Luis Boa Morte : l’oiseau rare du Portugal
Luis Boa Morte, 48 ans, n’est pas un inconnu du football international. Après une carrière de joueur couronnée de succès, notamment avec Arsenal à la fin des années 1990, il a choisi de se consacrer au coaching. Son parcours est marqué par des rôles d’adjoint de haut niveau, de formateur et de sélectionneur national.
Samsunspor (Turquie) : depuis juillet 2025, il est adjoint de Thomas Reis, apportant sa vision tactique et son expertise dans le développement des jeunes joueurs.
Sélectionneur de la Guinée-Bissau (2024-2025) : sa première expérience en tant que numéro un. Nommé en mars 2024, il n’a pas réussi à qualifier les Djurtus à la CAN 2025, mais a laissé une marque indélébile sur l’organisation de l’équipe et la discipline des joueurs.
Fulham FC (2021-2024) : adjoint de Marco Silva, il a contribué à la remontée immédiate du club en Premier League et à sa stabilisation dans le top 10 anglais.
Adjoint de Marco Silva (Everton & Maccabi Haïfa) : son rôle a été déterminant dans la mise en place de structures solides et d’un jeu attractif.

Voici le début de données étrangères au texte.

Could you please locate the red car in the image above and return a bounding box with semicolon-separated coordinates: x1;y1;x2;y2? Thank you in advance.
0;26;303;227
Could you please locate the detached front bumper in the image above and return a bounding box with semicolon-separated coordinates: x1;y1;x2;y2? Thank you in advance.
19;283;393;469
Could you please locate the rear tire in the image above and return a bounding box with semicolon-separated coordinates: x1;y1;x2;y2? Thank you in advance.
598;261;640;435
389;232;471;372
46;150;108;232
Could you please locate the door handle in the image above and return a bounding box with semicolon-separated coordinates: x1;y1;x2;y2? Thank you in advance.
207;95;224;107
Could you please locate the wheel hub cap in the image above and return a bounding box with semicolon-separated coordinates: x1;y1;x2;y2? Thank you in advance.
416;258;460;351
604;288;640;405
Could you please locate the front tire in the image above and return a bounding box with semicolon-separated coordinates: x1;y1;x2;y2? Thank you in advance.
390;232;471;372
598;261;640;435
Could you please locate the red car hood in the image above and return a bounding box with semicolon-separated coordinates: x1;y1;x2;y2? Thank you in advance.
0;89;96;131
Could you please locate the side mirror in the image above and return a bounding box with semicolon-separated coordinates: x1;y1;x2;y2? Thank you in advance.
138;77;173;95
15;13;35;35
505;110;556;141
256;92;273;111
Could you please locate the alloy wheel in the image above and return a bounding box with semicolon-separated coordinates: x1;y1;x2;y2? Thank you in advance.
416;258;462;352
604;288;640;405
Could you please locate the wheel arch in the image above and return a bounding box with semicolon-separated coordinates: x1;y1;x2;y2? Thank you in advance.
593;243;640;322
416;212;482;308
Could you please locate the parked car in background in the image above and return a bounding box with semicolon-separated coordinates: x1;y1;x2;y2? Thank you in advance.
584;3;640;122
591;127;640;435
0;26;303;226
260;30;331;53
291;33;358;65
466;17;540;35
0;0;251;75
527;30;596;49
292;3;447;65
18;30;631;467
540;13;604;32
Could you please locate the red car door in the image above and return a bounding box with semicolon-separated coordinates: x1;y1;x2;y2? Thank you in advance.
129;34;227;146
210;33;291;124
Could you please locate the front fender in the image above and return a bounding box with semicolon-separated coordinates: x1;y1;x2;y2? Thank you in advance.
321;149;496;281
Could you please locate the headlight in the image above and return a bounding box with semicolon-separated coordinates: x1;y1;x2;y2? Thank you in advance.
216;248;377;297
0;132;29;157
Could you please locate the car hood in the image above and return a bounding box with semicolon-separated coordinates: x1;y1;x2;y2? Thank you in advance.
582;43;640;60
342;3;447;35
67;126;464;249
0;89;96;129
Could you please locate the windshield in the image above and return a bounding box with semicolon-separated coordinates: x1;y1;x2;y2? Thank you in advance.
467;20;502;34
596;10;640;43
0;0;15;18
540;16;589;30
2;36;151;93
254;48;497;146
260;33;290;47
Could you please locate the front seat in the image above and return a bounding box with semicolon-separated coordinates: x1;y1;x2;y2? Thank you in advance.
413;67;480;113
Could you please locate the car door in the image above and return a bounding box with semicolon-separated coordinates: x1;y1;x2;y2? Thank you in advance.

Formation et scouting : il a dirigé les U19 du Sporting CP et travaillé comme scout pour Arsenal, prouvant son talent pour détecter et former des talents émergents.
Son palmarès en tant qu’entraîneur principal reste modeste, mais il a joué les premiers rôles en tant qu’adjoint et formateur, notamment avec Fulham où il a contribué à remporter l’EFL Championship en 2021-2022 et à la promotion immédiate en Premier League. Sa capacité à transformer des joueurs en véritables machines tactiques fait de lui un candidat attendu pour redynamiser les Panthères.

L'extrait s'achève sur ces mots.